You could run a VM to start with. VirtualBox is nice. What distro are you thinking of running? Scientific Linux and Fedora have good KVM support.
You don't really need to worry about the CPU as much as the NIC, Video Card, and age of the hardware.
In general, hardware six months to a two years old works the best with Linux. The brand new stuff may or may not have drivers yet, or they may or may not be in the kernel. Don't be shy about buy last years model; it'll probably work better then the newest one.
Intel NICs have good support, but Broadcom and Realtek can be problematic. For a newbie, it's much easier to pull stuff from a repo on the Internet rather then a flashdrive.
Video cards can influence quite a few things. You'll need to decide if you want to run the proprietary drivers or the FOSS drivers. The proprietary drivers will give you 3D support, but they work best when packaged by the distro. AMD and Nvidia are the two options for use with proprietary drivers, and Debian, and it's derivatives, package the drivers in the repos. The FOSS drivers are good and getting better. They don't have 3D support, but if you don't care about that, they're more then adequate. As a plus, you'll get fun stuff like kernel mode setting and a graphical boot screen with the FOSS drivers. Intel has had problems with the graphics driver for the GPU integrated into their CPUs, but that's getting worked out.

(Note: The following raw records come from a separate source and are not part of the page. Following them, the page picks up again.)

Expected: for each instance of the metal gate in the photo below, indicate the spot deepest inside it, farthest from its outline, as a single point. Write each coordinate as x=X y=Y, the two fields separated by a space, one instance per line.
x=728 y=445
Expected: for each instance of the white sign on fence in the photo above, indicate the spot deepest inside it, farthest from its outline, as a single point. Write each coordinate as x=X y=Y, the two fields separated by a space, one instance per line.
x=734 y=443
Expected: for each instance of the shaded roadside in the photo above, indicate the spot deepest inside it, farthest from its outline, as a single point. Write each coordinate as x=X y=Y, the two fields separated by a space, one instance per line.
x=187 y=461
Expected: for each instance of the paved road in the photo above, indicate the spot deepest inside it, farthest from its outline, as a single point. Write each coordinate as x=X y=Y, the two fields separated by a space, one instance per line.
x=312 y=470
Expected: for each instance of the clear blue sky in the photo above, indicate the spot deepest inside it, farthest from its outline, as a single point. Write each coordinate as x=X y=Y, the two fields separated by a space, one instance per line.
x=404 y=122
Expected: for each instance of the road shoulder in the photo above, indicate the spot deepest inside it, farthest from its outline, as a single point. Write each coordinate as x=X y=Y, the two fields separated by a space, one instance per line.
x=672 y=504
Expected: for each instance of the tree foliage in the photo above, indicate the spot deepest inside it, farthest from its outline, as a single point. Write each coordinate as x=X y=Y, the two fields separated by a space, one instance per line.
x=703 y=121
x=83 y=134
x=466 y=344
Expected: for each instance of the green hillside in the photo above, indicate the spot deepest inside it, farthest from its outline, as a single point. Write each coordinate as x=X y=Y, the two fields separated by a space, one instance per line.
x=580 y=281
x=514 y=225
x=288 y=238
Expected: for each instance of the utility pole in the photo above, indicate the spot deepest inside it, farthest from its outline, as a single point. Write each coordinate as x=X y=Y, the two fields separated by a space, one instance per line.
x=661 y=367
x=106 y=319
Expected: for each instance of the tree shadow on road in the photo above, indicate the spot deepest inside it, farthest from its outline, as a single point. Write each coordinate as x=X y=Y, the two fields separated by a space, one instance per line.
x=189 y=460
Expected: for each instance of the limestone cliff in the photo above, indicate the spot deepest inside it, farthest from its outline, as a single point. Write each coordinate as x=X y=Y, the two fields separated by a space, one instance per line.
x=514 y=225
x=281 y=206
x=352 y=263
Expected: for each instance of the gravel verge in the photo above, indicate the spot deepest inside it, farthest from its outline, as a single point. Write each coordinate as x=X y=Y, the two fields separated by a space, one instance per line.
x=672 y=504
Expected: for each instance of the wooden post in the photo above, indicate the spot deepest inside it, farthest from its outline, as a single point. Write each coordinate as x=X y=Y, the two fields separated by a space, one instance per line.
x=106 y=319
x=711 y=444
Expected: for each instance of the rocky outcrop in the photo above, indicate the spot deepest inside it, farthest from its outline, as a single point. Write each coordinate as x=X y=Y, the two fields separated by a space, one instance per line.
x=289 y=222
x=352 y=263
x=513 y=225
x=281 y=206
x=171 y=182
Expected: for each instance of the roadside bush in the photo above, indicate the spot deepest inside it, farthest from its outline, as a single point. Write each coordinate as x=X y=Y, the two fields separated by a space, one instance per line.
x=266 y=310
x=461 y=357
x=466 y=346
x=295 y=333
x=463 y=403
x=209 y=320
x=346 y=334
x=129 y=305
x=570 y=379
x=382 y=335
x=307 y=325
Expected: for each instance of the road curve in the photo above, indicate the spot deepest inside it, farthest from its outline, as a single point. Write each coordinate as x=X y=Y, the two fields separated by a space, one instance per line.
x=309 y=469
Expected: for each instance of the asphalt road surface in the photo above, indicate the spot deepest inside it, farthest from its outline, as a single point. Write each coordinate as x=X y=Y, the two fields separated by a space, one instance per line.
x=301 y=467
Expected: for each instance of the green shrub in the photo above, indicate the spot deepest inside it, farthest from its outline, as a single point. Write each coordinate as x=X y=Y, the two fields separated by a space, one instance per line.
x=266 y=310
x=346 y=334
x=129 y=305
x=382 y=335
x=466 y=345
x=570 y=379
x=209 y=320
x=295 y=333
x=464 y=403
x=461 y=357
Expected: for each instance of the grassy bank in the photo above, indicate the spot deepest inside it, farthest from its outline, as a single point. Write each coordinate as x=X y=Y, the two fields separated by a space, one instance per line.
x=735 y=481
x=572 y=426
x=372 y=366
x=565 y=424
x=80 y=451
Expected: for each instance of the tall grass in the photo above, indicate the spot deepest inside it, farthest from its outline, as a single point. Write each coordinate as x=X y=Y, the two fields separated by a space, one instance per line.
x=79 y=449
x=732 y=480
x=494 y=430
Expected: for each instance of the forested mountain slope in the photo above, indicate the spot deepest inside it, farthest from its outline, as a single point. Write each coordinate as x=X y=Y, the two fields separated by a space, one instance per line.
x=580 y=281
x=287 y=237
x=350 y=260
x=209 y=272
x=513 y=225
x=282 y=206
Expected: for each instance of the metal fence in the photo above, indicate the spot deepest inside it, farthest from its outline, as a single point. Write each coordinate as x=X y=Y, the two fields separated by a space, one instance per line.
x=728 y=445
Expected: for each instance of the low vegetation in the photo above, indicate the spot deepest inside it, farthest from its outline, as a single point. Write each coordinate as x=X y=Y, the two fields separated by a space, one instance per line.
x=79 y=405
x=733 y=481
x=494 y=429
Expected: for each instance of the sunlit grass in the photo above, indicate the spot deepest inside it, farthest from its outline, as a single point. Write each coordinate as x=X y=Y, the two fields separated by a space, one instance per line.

UEFI has been known to give Linux some problems, so I would think about that as well. Actually most consumer motherboards
All distros should have kernels with TRIM support.
Linux has enough knobs to tweak, if you really want to get into it, for any performance nut.

You could tweak the sysctl settings, tweak the filesystems, or tweak the applications. Then there is Gentoo which lets you recompile everything.
My personal pick in hardware would be a Tyan S8010 with a Opteron 4234 or an Intel BOXDH67CLB3 with an i3-2130 and a Radeon HD 6770.